The world of finance was shaken by a great earthquake in 2008. The name of the brand new earthquake was the subprime market, a phenomenon that emerged in the 1990s, which grew exponentially during the mid-2000s and exploded in 2008 with a spillover effect felt all across the world. After more than a decade, countries around the world, including Turkey, are still pondering new financial and economic structures to avoid a similar crisis. In reference to the agenda to become involved in this transformation trend, "Turkey has demonstrated that it is capable of becoming an actor in this changing game of finance," President Recep Tayyip Erdoğan said Monday.
In an address at a finance conference in Istanbul, the president said, "A number of countries are working to carve out new financial and economic structures in the midst of a world pervaded by economic recession," citing Turkey's plan to develop new financial structures and instruments.
The signals for an emerging trend of restructuring in the global economy present an opportunity for Turkey to seize as the country is pursuing its own agenda of economic reforms.

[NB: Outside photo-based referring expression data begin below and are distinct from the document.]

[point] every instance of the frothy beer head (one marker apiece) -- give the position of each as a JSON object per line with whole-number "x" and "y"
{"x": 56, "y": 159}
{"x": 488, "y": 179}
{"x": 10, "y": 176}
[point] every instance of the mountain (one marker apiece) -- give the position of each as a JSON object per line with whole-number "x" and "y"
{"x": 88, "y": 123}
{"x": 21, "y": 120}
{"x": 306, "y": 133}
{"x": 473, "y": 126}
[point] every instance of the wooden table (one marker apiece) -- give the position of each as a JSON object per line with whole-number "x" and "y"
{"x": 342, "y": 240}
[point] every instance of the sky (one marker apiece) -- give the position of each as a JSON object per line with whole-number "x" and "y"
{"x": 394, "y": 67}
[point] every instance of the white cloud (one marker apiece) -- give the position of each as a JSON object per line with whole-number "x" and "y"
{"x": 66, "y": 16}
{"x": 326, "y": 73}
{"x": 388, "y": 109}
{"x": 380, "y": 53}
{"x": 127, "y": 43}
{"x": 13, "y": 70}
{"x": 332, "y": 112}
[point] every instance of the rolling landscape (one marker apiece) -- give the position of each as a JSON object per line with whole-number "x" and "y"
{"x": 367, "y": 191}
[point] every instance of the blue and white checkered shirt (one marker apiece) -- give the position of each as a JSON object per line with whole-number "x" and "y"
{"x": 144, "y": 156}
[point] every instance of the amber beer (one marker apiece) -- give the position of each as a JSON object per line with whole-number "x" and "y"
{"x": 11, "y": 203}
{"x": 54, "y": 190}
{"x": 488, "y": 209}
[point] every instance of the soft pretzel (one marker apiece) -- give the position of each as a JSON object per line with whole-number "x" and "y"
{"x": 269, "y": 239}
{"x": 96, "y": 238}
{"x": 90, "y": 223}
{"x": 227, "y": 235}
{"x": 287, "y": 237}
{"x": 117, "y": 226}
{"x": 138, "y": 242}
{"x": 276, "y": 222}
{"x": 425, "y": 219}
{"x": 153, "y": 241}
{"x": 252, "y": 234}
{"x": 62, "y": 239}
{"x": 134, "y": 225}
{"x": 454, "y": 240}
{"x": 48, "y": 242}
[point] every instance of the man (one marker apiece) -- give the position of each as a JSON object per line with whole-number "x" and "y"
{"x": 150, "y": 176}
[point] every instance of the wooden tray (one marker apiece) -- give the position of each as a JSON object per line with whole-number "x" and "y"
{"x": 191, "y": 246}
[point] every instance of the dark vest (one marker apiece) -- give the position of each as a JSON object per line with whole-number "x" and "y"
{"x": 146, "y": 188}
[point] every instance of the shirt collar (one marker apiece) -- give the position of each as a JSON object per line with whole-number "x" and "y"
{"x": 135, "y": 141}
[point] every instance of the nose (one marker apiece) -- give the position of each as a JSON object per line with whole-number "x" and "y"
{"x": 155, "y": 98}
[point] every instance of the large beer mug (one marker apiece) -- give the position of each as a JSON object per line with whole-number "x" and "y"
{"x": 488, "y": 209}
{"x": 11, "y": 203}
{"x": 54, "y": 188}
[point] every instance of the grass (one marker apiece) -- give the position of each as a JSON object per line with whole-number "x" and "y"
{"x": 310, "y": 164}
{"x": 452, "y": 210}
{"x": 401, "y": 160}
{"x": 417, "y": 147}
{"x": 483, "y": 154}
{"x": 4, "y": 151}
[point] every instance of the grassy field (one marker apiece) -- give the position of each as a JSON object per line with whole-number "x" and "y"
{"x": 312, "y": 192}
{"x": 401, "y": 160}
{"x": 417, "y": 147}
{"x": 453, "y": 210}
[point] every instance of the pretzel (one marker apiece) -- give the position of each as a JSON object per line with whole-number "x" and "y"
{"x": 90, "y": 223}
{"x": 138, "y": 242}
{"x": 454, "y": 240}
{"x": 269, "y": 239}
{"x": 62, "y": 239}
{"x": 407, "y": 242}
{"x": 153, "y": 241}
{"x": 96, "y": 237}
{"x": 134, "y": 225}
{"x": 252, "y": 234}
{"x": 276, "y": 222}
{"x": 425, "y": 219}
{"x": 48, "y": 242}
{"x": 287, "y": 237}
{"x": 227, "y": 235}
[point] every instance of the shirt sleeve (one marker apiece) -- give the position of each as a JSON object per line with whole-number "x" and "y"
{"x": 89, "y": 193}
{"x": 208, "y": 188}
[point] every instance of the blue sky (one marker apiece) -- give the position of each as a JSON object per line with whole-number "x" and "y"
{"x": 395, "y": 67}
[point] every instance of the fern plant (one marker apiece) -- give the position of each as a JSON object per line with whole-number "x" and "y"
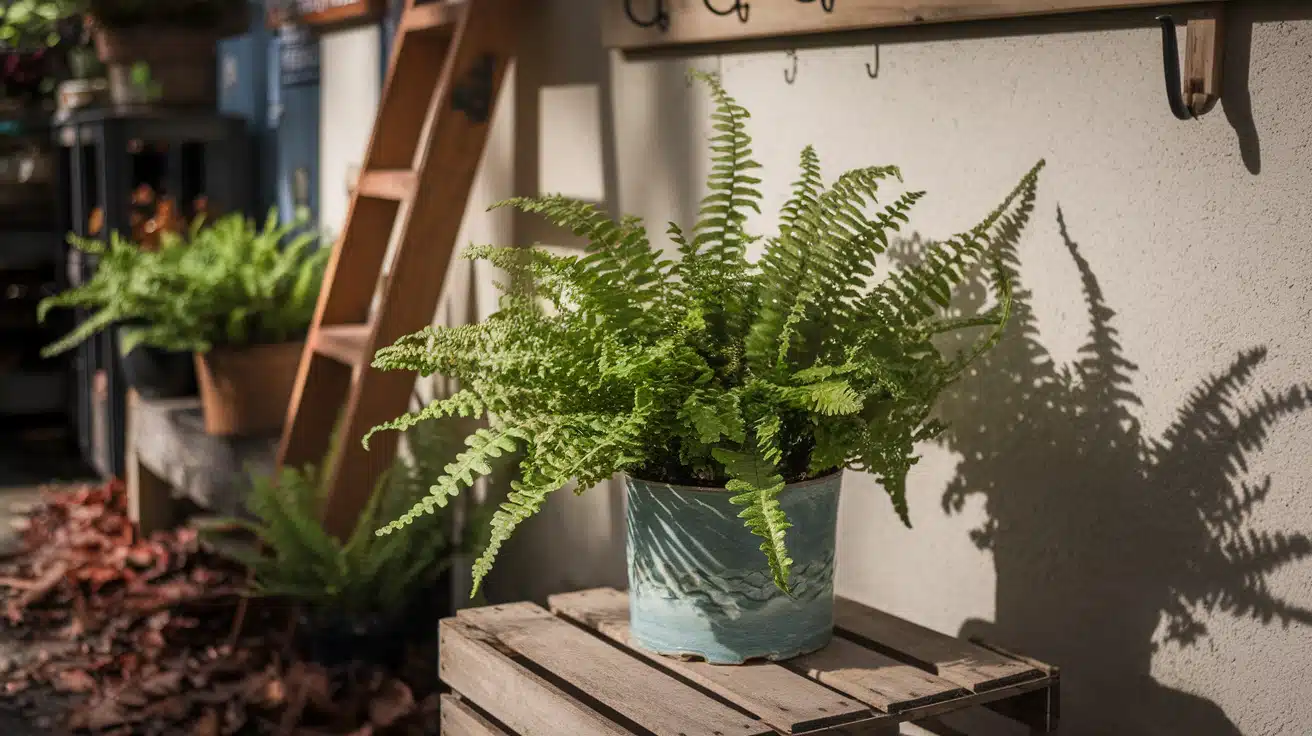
{"x": 225, "y": 284}
{"x": 706, "y": 368}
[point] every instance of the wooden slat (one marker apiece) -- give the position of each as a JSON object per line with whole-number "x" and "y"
{"x": 879, "y": 681}
{"x": 640, "y": 693}
{"x": 344, "y": 343}
{"x": 459, "y": 719}
{"x": 781, "y": 698}
{"x": 968, "y": 665}
{"x": 395, "y": 184}
{"x": 436, "y": 15}
{"x": 474, "y": 667}
{"x": 690, "y": 22}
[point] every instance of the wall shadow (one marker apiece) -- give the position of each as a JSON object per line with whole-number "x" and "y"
{"x": 1109, "y": 542}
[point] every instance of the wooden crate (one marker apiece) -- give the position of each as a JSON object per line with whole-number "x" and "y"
{"x": 169, "y": 459}
{"x": 518, "y": 669}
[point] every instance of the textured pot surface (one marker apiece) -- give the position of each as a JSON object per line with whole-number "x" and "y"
{"x": 159, "y": 374}
{"x": 698, "y": 583}
{"x": 246, "y": 391}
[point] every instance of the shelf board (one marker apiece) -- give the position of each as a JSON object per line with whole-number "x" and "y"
{"x": 692, "y": 24}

"The 2008 financial crisis unraveled the fact that the current system is unsustainable but the system has remained intact, not even questioned. Today, the world is surrounded by a new fear of economic recession," Erdoğan said. "The interventions which created the image that the crisis has been surmounted are no longer effectively working out."

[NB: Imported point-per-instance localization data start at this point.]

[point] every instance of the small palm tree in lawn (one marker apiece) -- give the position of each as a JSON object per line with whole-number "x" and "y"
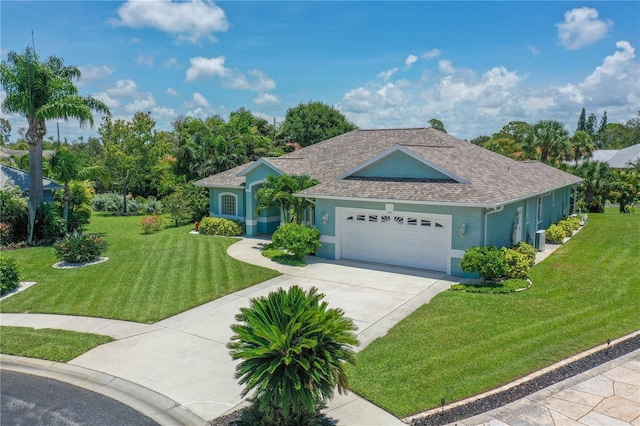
{"x": 293, "y": 349}
{"x": 41, "y": 91}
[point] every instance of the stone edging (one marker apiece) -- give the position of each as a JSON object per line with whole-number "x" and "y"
{"x": 69, "y": 265}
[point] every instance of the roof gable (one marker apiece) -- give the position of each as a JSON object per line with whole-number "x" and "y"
{"x": 399, "y": 163}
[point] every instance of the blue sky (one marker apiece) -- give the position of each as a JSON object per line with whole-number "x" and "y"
{"x": 473, "y": 65}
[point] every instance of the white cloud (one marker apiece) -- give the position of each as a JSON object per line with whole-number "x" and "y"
{"x": 200, "y": 100}
{"x": 191, "y": 20}
{"x": 266, "y": 99}
{"x": 446, "y": 66}
{"x": 581, "y": 27}
{"x": 95, "y": 72}
{"x": 206, "y": 67}
{"x": 433, "y": 53}
{"x": 145, "y": 60}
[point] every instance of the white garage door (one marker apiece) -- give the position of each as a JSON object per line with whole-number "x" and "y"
{"x": 399, "y": 238}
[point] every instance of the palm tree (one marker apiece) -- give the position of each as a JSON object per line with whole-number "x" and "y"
{"x": 41, "y": 91}
{"x": 293, "y": 349}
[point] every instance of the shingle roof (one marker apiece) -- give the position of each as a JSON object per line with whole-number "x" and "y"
{"x": 491, "y": 179}
{"x": 20, "y": 178}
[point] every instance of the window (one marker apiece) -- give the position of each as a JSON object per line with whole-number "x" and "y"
{"x": 228, "y": 205}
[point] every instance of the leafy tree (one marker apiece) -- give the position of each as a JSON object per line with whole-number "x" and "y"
{"x": 434, "y": 123}
{"x": 292, "y": 349}
{"x": 42, "y": 90}
{"x": 310, "y": 123}
{"x": 277, "y": 191}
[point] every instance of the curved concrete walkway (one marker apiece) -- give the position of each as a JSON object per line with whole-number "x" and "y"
{"x": 184, "y": 358}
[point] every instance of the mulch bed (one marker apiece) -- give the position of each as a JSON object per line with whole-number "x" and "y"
{"x": 527, "y": 388}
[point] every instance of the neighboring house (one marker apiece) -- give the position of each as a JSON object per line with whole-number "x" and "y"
{"x": 12, "y": 176}
{"x": 409, "y": 197}
{"x": 618, "y": 158}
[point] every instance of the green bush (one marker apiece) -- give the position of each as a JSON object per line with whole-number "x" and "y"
{"x": 78, "y": 247}
{"x": 221, "y": 226}
{"x": 555, "y": 234}
{"x": 488, "y": 261}
{"x": 528, "y": 250}
{"x": 518, "y": 264}
{"x": 299, "y": 240}
{"x": 9, "y": 275}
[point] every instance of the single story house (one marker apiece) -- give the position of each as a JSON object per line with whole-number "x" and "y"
{"x": 408, "y": 197}
{"x": 618, "y": 158}
{"x": 20, "y": 178}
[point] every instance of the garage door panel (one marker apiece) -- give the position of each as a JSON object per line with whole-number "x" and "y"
{"x": 401, "y": 238}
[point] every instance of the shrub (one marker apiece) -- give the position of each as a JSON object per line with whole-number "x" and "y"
{"x": 9, "y": 275}
{"x": 78, "y": 247}
{"x": 221, "y": 226}
{"x": 151, "y": 223}
{"x": 488, "y": 261}
{"x": 292, "y": 350}
{"x": 555, "y": 234}
{"x": 518, "y": 264}
{"x": 297, "y": 239}
{"x": 528, "y": 250}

The president also stressed that within the framework of the agenda to diversify alternative finance instruments and make Turkey a global player in finance, the Istanbul Finance Center (IFC) project will be inaugurated in 2022.
"I believe that it will be a regional center of attraction in Islamic finance and financial technologies," he added.
The Istanbul Finance Center project, which started in 2009 and is currently being developed in Istanbul's Ataşehir district, has been designed to be one of the world's major financial centers. This landmark government project aims to build a financial center even larger than the existing ones in New York, London and Dubai and also aims to make Istanbul the center of finance internationally.
Earlier this year, Istanbul moved up nine places in the global financial center ranking, jumping to 59th, according to the 25th edition of the Global Financial Centers Index (GFCI) published by London's leading commercial think tank, Z/Yen Group.
In the ranking, Istanbul gained 30 points to 620 points compared to the same period in September 2018. In terms of its position in Eastern Europe and Central Asia, Istanbul jumped from fourth to second place. The city saw its best ranking in September 2014 when it ranked 42nd.
Recently, Turkey's Sovereign Wealth Fund (SWF) announced that it backs the acceleration of the Istanbul Finance Center project and is set to be the initial financial investor in the IFC's structure.
15% share of participation banking
During his address, the president also highlighted the shortcomings of the Turkish financial system. Despite the huge diversification of alternative financial instruments, the banking sector still accounts for 90% of the financial industry, he noted.
Erdoğan stressed that that the share of banking in developed markets demonstrates a more balanced breakdown in the finance sector and indicated that Turkey will take bolder steps to expand the share of alternative financial instruments in a resolute manner.
The president particularly pointed out the importance of participation banking in ensuring a more robust and stable economy and drew attention to Turkey's lack of operations in that field.
"Our target is to raise the share of participation finance (Islamic finance) in total banking assets to 15% as of 2025 from its current level of 5%," he said, while expressing that he wanted to see everyone's support on the matter to reach this goal.
However, he also cautioned that the interest rates of the banking system should not be applied to participation finance.
Emphasizing that alternative financial transactions were spreading rapidly around the world, the president said he believed that the current interest-based system would give way to new financial architecture in the future, adding that more and more countries are preferring new finance models.
Erdoğan also acknowledged that Turkey needed a strong economy and a sound financial system. "However," he remarked, "the system that is supposed to fuel economic growth and development has become a dominant force governing the entire economic system and threatening stability."